Recuerdo gratamente  el semblante  de don  Benja: De mediana estatura,  pelo muy cano, contextura  delgada; parco  al hablar  y lleno de paz.

De  mi  mamá  Susana  Mejía,  tengo un vago  recuerdo:  Rechoncha, bajita, trigueña, fumadora y bordadora. No más. Sin embargo,  la recuerdo  con gratitud y admiración.

Mencionemos a los hijos  de Benjamín Henao  y Susana  Mejía,  no necesariamente en el orden  cronológico, ya todos fallecidos al momento  de escribir  estas notas:

El mayor  de sus retoños, Susana.  Casada con Santiago Botero, ebanista. Susana  fue desahuciada por los médicos  por problemas cardíacos; no le daban  más de 30 años de vida.  Fue  una  asidua tomadora  de tinto (café amargo  y bien oscuro),  fumadora, costurera  de croché y jugadora de parqués.  Murió alrededor de los ochenta años. A Santiago Botero lo conocí muy  poco, porque, por una parte, él no salía prácticamente de Pensilvania y murió  aun estando yo muy  niño. En mi adolescencia, compartí con esta familia unos  tres  años,  donde  viví sus  penurias económicas,  sus  esfuerzos   y sus ansias  de salir  adelante; sus tertulias,  su positivismo, su alegría.  Añoro todos los alimentos que allí compartí: frijoles, mazamorra, zancocho, chocolate con arepa, etc… Recuerdo con mucha  gratitud a Fernando, su vida  scout,  su dedicación al estudio, su  anhelo  por  ir  al  seminario. También  tengo  en  mi  recuerdo,   en  mi  corazón,   a Josefina,  a Gabrielita, a Rosa  Inés,  a Susanita, a Santiago hijo,  a Gerardo. Mención aparte para Silvio, con quien  compartí, además  de mi vida  con ellos en Pensilvania, muchos  momentos  en Medellín. Le  encantaba  mucho  jugar  billar  y  me pedía  que lo  acompañara; así  lo  hice  innumerables veces,  mientras  manteníamos una  fluida conversación de infinidad de temas, y hasta de fábulas  y sueños.  Paz  en su tumba.

Otro  hermano  de  mi  padre  fue  Benjamín hijo.  Se casó  ya  muy  maduro, pronto se fue  a vivir a Armenia, Quindío, tuvo  hijo  e hija.  Sus  últimos días  los  pasó  en Medellín, hospitalizado, víctima del terremoto, hasta su muerte.

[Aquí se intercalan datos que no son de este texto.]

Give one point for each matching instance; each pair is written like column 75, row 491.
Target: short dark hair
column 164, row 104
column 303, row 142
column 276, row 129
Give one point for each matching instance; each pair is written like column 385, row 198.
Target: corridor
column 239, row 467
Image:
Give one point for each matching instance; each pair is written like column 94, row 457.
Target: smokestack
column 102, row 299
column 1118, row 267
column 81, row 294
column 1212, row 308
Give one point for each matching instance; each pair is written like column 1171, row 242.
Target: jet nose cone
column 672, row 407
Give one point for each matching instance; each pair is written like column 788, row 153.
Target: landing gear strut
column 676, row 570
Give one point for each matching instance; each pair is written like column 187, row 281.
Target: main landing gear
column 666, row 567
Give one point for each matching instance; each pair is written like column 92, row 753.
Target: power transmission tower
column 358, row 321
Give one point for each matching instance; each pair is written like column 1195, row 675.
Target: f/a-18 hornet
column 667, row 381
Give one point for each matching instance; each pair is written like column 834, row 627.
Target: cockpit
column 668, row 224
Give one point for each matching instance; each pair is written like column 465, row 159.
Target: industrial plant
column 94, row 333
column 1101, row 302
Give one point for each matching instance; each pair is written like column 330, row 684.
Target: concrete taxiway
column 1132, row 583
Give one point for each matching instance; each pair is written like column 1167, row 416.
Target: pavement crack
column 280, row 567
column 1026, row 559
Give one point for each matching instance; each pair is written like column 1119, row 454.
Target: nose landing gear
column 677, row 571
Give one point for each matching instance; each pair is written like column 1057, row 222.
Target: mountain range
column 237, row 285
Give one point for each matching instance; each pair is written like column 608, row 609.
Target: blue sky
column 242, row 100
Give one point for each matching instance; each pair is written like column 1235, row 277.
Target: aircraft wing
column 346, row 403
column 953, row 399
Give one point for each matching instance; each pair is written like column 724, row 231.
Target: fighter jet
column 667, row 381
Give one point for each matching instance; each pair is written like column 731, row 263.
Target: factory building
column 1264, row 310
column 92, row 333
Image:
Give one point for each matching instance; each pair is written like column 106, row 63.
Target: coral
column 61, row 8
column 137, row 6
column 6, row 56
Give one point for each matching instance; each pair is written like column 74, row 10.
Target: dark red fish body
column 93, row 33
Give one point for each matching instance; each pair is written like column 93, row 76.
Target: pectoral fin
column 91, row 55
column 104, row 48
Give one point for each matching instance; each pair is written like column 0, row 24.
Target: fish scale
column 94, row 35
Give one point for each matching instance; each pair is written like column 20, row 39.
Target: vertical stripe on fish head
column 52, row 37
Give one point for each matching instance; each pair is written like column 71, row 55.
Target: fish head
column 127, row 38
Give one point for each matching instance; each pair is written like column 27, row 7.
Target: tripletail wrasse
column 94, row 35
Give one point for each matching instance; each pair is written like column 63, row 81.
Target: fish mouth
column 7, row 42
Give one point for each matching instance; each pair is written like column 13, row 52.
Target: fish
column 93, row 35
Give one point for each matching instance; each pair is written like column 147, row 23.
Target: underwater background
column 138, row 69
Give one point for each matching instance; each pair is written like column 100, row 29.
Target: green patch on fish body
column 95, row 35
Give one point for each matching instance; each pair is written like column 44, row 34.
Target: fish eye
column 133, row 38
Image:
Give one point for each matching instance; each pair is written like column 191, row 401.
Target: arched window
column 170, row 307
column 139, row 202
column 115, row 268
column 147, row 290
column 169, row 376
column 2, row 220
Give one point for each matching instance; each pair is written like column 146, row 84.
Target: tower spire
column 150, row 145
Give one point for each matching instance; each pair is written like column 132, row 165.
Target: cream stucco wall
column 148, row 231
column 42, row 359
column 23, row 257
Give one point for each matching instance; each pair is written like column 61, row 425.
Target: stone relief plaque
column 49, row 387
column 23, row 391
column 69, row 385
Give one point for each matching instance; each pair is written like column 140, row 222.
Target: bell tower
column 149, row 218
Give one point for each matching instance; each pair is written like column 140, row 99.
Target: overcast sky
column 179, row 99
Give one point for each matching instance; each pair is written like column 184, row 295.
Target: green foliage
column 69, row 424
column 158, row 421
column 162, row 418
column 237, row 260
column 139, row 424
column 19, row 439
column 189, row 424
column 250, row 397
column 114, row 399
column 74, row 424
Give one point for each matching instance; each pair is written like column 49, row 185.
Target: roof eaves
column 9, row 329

La  segunda de las  hermanas  de mi  papá  se llamaba  Gabriela. Una  linda mujer, que  seguramente  fue  preciosa   cundo   joven.  Lástima que  a  corta  edad,  por  una bañada  acalorada con agua  estancada,  quedó  sorda  en un  ciento  por  ciento  y,  a la vez,   muda   en  un  noventa   y  nueve   y  pico   por  ciento.  Bordaba   y  hacía   croché magníficamente;   con   todo   y   limitaciones,   estaba   atenta   a   todos    y   a   toda conversación. Grato,  muy  grato  recuerdo  de ella  tengo. Aprendí de ella  aceptación y paciencia, alegría  y laboriosidad, respeto y honestidad.

3.  Hermanos de  mi  padre: Juan Bautista

Juan  Bautista,   hermano   e inmediatamente mayor   que  mi  padre.  Era  dueño  de toda, o gran  parte, de la finca  que mi  papá  trabajaba  en el Alto  del Anime. Casado con Aura Salazar Jaramillo, hermana  de mi  mamá.  Mientras  que la familia de Juan y  Aura vivían en  la  cabecera  municipal, nosotros,  la  familia de  Roberto  y  Sofía vivíamos así,  los  estudiantes en Pensilvania y  los  niños  en la  finca.  Sin  embargo, casi  siempre,  las  vacaciones de estudio  de ambas  familias las  disfrutábamos en la finca.  Se  podría decir  que,  al  menos  durante  las  vacaciones, era  una  sola  familia Henao   Salazar  Mejía   Jaramillo.  Juan,   Aura  y  su   familia  se  vinieron  a  vivir  a Medellín  (propiamente a  Niquia-Bello) poco  después  de  nosotros.  Íbamos  donde ellos  con  frecuencia.   Vivían allí  cuando   Juan  falleció   ‘de  repente’,  frustrando un viaje que tenía planeado con mi papá  a donde  Susana,  en Filadelfia, Caldas.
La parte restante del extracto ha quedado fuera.